Regional trains run every hour from Korbach via Bad Arolsen and Volkmarsen to Kassel. These are mostly operated with Stadler GTW (class 646) diesel railcars. There is also little freight traffic to Korbach.

The trains between Korbach and Frankenberg run every two hours and hourly in the morning and afternoon. Since the travel time between the junction at Korbach and Viermünden is too short for stable operation, services that are additional to the basic two-hour pattern have to omit the stops in Ederbringhausen, Schmittlotheim and Thalitter. Most of the trains run through from Brilon Stadt to Marburg. According to the NVV, an average of 440 passengers per day used the reactivated section of the route and up to 700 on peak days such as on weekends. Since the reactivation of the line, the number of passengers on the connecting lines has also increased. The Kurhessenbahn estimated the demand at 600 passengers a day in 2020.

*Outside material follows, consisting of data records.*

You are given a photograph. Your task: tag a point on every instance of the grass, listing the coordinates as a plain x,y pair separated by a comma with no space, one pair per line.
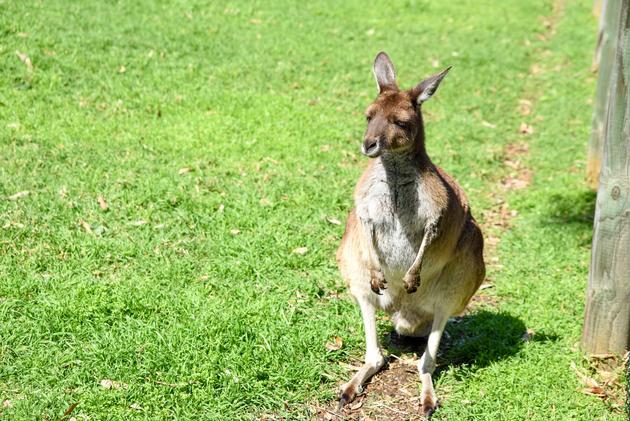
222,137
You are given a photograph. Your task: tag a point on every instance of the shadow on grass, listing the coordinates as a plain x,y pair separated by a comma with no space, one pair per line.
476,340
572,207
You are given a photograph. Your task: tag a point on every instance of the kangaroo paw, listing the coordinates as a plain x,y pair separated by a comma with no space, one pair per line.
377,281
348,392
411,282
429,403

Between Frankenberg (Eder) and Marburg (Lahn) there are hourly Regionalbahn services on weekdays, which cross in Münchhausen. The transport associations run the Brilon Stadt–Korbach–Frankenberg–Marburg service under the name of RB 42.

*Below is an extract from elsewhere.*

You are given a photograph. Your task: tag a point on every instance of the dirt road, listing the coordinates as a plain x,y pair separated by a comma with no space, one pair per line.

In March 2016, the Kurhessenbahn won the tender for the Northwest Hesse diesel network and so continues to operating the line network for another 15 years from December 2017. The services were originally to be operated by two low-floor multiple units, a used Stadler GTW (number 13) and a Siemens Desiro (14). Since the modernisation of the Desiro set was not carried out on time by AW Kassel, the Kurhessenbahn initially operated Desiro and GTW railcars from sister companies, Erzgebirgsbahn, Westfrankenbahn and Usedomer Bäderbahn. Class 628 multiple units were replaced by Siemens Desiro Classic railcars from 2019. The rolling stock has been serviced at the Kurhessenbahn repair shop in Korbach since December 2018.